Etwas erfolgreicher ist Berlinovo. Der landeseigene Immobiliendienstleister stellt besonders kleine Wohneinheiten zur Verfügung, die sich für Studierende eignen sollen. 15 000 solcher Apartments habe man bereits gebaut, in den nächsten Jahren sollen 6000 weitere hinzukommen, sagt Berlinovo-Geschäftsführer Alf Aleithe. Gabriel Tiedje von der Landeskonferenz der Studierendenvertretungen kritisiert allerdings den hohen Quadratmeterpreis bei Berlinovo. Für 20 Euro pro Quadratmeter könne man auch auf dem privaten Mietmarkt suchen, rechnet er vor: »Das ist Verarschung der Studierenden.«

Gute Nachrichten gibt es dagegen in einem anderen Bereich: Wie am Wochenende bekannt wurde, können die deutlichen Mietsteigerungen in den Wohnheimen zurückgenommen werden. Zum Monatsanfang hatte das Studierendenwerk in vielen Wohnheimen aufgrund der steigenden Energiekosten die Mieten bis zu 60 Prozent erhöht. Mit 13 Millionen Euro zusätzlich im Nachtragshaushalt könnten diese Steigerungen wieder rückgängig gemacht werden, hat jetzt Wissenschaftssenatorin Ulrike Gote (Grüne) angekündigt. Tobias Schulze, wissenschaftspolitischer Sprecher der Linksfraktion, entschuldigt sich unterdessen, dass die Parteien erst durch die Mietsteigerungen auf die prekäre finanzielle Lage des Studierendenwerks aufmerksam geworden seien.

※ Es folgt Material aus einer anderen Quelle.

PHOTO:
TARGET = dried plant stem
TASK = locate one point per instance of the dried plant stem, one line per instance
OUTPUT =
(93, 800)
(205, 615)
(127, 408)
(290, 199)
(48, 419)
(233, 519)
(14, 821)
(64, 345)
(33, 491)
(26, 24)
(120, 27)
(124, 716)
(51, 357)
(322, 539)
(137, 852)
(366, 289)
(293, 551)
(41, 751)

Man suche jetzt nach Wegen, die Rücknahme umzusetzen, sagt Jana Judisch: »Die Mietsenkung kommt nicht übermorgen, aber sie kommt sicher.« David Tzafrir zeigt sich erleichtert, hofft aber darauf, dass es schnell geht. »Die Leute zahlen Monat für Monat zu viel Geld«, sagt er. Daher fordert er, die Mieten im Nachhinein zu erstatten. Zudem wünscht er sich, dass die verkürzten Mietverträge, die das Studierendenwerk parallel zu den Mietsteigerungen eingeführt hatte, ebenfalls zurückgenommen werden. Statt zwei Jahren sollen die grundsätzlich befristeten Pauschalverträge künftig nur noch ein Jahr gelten. So will das Studierendenwerk flexibel auf die Entwicklung der Energiepreise reagieren können. »Die Studierenden brauchen Sicherheit«, sagt dagegen Tzafrir.